Banho de Chuva
Era uma monótona tarde de domingo. Daquelas que não se espera muita coisa. Fazia sol e o ar era denso e abafado dentro do quarto. Deitei um pouco o olhei para teto. Por alguns minutos me abstraí completamente de tudo e não pensei em mais nada.
Fechei os olhos e comecei a explorar um pouco de cada sentido. Primeiro coloquei toda a percepção no tato, sentindo o calor trazido que teimosamente se mantinha dentro do quarto. A pele esquentava e meus olhos se remexiam tentando se esconder dos raios de sol que entravam pela janela e iam direto para o meu rosto. Os poros se abriram, e agora úmidos, transbordaram discretamente formando pequenas gotículas de suor.
Respirei fundo. Não havia muitos aromas no ar, mas era possível sentir a umidade que vinha com o vento. Esse havia se tornado levemente mais forte e fazia com que o pano da cortina balançasse ás vezes bem lentamente e em outras bem rápidas, quase bruscamente.
Deixei que a respiração fosse ficando cada vez mais leve e nem percebi quando ela passou a ser algo automático e natural, como as batidas do coração.
Nesse momento concentrei em minha audição. Podia ouvir ruídos vindos da rua. Ouvia conversas, mas não as entendia. Ouvi latidos, de diferentes tonalidades, talvez até de cães de diferentes raças, imaginei. A calmaria era tanta que os latidos ecoavam por toda parte.
De repente, o vidro da janela estremeceu. Uma rajada de vento invadiu o quarto, jogou a parte baixa da cortina para cima quase horizontalmente por alguns segundos e depois enfraqueceu novamente, voltando à calmaria.
Não deixei de escutar. E naquele instante ouvi pequenas batidas. O espaço de tempo entre uma e outra era relativamente grande, mas foi diminuindo rapidamente. A umidade aumentou consideravelmente, já dava para sentir o cheiro do asfalto úmido. Logo em seguida, sem avisar, a chuva caiu. E caía generosamente. Agora era um domingo de sol monótono, banhado com chuva.
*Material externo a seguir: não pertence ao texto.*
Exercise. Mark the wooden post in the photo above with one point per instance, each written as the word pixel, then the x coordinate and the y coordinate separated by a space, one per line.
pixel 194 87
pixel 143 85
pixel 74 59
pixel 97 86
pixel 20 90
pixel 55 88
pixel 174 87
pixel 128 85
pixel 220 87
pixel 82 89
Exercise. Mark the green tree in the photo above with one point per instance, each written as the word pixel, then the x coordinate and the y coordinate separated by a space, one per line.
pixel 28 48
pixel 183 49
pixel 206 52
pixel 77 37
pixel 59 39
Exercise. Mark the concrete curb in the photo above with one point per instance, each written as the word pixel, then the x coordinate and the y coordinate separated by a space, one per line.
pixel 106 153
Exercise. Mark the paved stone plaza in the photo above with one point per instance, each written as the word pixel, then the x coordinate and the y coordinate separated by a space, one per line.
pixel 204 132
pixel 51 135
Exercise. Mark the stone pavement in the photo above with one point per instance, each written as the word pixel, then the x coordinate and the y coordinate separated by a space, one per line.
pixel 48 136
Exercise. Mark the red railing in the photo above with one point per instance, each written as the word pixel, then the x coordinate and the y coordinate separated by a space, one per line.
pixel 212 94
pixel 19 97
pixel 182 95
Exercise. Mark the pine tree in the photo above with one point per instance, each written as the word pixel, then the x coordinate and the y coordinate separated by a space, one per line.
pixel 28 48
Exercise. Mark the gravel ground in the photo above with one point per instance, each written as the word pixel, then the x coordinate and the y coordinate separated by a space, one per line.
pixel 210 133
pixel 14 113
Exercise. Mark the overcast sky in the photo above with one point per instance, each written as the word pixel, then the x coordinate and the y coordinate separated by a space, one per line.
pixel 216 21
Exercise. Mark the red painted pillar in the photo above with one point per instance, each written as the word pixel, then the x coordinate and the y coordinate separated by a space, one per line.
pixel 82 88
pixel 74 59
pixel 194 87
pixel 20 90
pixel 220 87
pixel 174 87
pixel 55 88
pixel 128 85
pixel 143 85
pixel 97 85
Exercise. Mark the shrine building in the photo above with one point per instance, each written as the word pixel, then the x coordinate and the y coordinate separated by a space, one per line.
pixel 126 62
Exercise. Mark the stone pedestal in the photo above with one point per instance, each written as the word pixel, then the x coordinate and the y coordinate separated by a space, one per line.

Levantei, olhei pela janela e tomei gosto daquilo. Uma chuva refrescava aquela tarde abafada, o sol estava bem nítido no céu e as nuvens eram brancas e límpidas.
Não pensei em nada. Simplesmente deixei o quarto, desci as escadas e saí portão a fora. A água caía pura e limpa. Não importei com o chão molhado. Caminhei até a rua e fiz um pequeno passeio na chuva bem devagar, quase parando.
Parei e olhei para o céu. Fechei os olhos enquanto erguia o queixo para cima. As gotículas batiam na pele fina que protege os olhos. Coloquei as palmas da mão para cima e fui esticando os braços bem lentamente, até que os dois braços ficaram perfeitamente alinhados na horizontal.
Parei alguns minutos e senti. Só senti. Deixei todos os sentidos ao máximo. A pele estava encharcada, o cheiro da chuva acalmava e o som das gotas caindo no chão era extremamente relaxante. Peguei-me por um instante no ápice da beleza do viver.
Depois de um tempo voltei a mim. Olhei em volta e havia um grupo de pessoas espremidas em um coreto, secos. Olhavam-me curiosos e com cara de desentendidos. Esperavam a chuva passar para irem de volta para suas casas.
O céu desabou doce e afável numa tarde amarga e solitária. E Enquanto todos se escondiam eu tomava banho de chuva.